I keep hearing “build an agent,” and I get why: it’s a useful shorthand. But in practice it becomes a junk drawer — model, prompt, tools, glue code, and hope. That’s fine for a demo. It’s rough when you want something you can trust, debug, and hand off.
A better default is to build skills, and let the agent runtime be just that: a runtime. Skills are the unit of reliability. They’re small enough to review, specific enough to test, and reusable enough to justify the effort.
Don’t build an agent. Build a skill.
If you’re an engineer learning this stack, here’s the framing that’s helped me the most:
- The runtime is the engine.
- MCP is the wiring to real systems.
- Skills are the repeatable, reviewable procedures you actually care about.
When you build “an agent,” the layers tend to tangle. Debugging turns into guesswork and every change risks ripple effects. A skills-first approach keeps the layers separate so you can see what broke, swap parts, and move faster with less thrash.
The runtime is the engine
Start with the unglamorous bit: an agent that can read and write files, run scripts, and manage artifacts. It’s not exciting, but it’s the foundation that makes any of this practical.
Give an agent the ability to pull data from APIs, organize a workspace, run analysis code, and emit clean outputs, and you’ve unlocked a lot. It can handle real workflows without you building a custom “agent” for every domain.

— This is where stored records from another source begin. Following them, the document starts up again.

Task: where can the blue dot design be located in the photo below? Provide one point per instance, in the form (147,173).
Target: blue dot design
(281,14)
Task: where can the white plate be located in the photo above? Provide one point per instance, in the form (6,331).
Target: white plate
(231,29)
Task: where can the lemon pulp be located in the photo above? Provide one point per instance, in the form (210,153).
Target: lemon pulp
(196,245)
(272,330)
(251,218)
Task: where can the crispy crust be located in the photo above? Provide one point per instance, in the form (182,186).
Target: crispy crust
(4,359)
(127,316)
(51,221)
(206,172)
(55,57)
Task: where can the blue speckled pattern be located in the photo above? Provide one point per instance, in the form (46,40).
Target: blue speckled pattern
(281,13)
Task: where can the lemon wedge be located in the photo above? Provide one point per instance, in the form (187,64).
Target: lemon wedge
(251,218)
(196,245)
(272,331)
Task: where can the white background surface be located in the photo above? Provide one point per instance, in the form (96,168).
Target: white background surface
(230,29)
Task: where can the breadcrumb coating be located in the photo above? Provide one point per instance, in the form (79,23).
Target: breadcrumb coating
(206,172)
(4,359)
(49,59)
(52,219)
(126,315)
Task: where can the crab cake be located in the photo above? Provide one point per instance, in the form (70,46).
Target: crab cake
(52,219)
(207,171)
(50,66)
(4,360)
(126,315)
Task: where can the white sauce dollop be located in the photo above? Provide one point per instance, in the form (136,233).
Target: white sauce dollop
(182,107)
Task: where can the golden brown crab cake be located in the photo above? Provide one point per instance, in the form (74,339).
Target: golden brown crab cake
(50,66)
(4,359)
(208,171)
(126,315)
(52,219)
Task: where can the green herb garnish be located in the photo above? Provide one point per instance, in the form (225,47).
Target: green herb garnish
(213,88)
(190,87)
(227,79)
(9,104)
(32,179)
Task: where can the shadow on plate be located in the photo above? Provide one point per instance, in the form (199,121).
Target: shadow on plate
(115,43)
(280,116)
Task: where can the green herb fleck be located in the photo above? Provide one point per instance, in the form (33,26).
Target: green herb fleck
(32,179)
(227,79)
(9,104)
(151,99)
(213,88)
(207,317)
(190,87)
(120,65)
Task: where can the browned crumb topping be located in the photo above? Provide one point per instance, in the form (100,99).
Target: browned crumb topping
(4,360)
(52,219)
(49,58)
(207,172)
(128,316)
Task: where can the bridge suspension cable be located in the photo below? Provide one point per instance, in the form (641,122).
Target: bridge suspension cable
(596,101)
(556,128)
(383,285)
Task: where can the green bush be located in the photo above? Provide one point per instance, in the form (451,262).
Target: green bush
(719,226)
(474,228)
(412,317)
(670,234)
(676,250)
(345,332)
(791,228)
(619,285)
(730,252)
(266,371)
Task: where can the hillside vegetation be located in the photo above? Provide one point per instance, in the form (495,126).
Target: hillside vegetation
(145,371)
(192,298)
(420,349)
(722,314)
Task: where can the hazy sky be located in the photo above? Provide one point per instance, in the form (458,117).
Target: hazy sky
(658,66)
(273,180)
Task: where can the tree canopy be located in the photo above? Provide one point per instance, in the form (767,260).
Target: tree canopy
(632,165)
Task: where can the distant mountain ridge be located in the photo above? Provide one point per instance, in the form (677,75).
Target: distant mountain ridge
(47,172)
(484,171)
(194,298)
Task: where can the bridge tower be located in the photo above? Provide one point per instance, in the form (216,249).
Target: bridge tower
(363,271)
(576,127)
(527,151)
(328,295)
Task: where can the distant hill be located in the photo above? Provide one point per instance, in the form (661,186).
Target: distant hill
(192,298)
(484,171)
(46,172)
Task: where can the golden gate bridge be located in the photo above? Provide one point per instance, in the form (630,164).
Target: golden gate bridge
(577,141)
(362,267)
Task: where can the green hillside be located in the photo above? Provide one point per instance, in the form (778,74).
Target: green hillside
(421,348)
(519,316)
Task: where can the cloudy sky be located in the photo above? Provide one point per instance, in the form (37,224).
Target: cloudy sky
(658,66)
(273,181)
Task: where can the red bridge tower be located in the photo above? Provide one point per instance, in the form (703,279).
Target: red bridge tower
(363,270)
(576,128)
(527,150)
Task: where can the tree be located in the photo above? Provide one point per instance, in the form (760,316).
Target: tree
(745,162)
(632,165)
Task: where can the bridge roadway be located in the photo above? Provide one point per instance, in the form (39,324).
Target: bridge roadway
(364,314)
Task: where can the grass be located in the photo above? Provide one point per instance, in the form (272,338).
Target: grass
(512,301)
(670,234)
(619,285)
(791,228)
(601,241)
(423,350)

Just don’t confuse capability with reliability. A runtime expands what’s possible, but it won’t tell you which steps to take or how consistent the outcome will be.
MCP is the wiring
MCP (Model Context Protocol) is an open protocol for connecting LLM applications to external data sources and tools. I think of it as the adapter layer between your runtime and the real world. It gives you a standard shape for inputs, outputs, permissions, and logging so you can plug in a system without inventing a new integration every time.
If your agent needs to query Jira, fetch a doc, or kick off a deployment, MCP is the right place to invest. It keeps the access layer explicit and auditable.
You can skip MCP and wire external systems directly from skills, and plenty of teams do that early on. For a single runtime and a small set of workflows, that can be faster to ship. The trade-off shows up later. Integrations become more custom, harder to port between runtimes, and less consistent to audit. My default is pretty simple. If this is a prototype or one-off workflow, skills-only is fine. If you expect reuse across teams, tools, or agent frameworks, MCP pays for itself.
Skills are the unit of reliability
This is where the leverage shows up.
A skill is a small, organized bundle of instructions, scripts, and resources that an agent can load to perform a specific task the same way every time. Anthropic’s skill-creator example is a good concrete reference. Each skill lives in its own folder with a SKILL.md file that defines how it should be used.
The runtime can see that a skill exists (and what it’s for), but it doesn’t need every instruction and script sitting in context all the time. When the agent decides it needs the procedure, it reads the SKILL.md and executes the scripts/resources in that folder. That progressive disclosure is how you end up with a library of reliable behaviors without bloating every prompt.
That packaging is the point. Skills capture “how we do this here” — the definitions, templates, guardrails, and scripts — in a way you can review, version, and reuse. That’s much closer to normal engineering than a giant prompt.
Decide where it belongs (fast)
Here’s the quick test I use:
Build or find an MCP server/tool when:
- you need durable access to an external system,
- permissions and safety matter,
- multiple workflows will reuse the same API surface,
- you want stable interfaces, logging, and predictable behavior.
Build a skill when:
- you need consistent execution of a workflow,
- the knowledge is procedural and org-specific,
- you want versioned templates/scripts/checklists,
- you want progressive disclosure so it’s not always in context.
Most real workflows use both. Let MCP handle access, and let skills define the procedure.
Treat skills like software
The moment a skill matters, manage it like production code. Give it an owner. Put it in version control. Review changes. Add simple tests or golden outputs. When a report or workflow depends on it, you want to know what changed before it surprises you.
That’s how you move from “agents are cool” to “agents are dependable.” When the layers are clear, the work stops feeling like magic and starts feeling like engineering.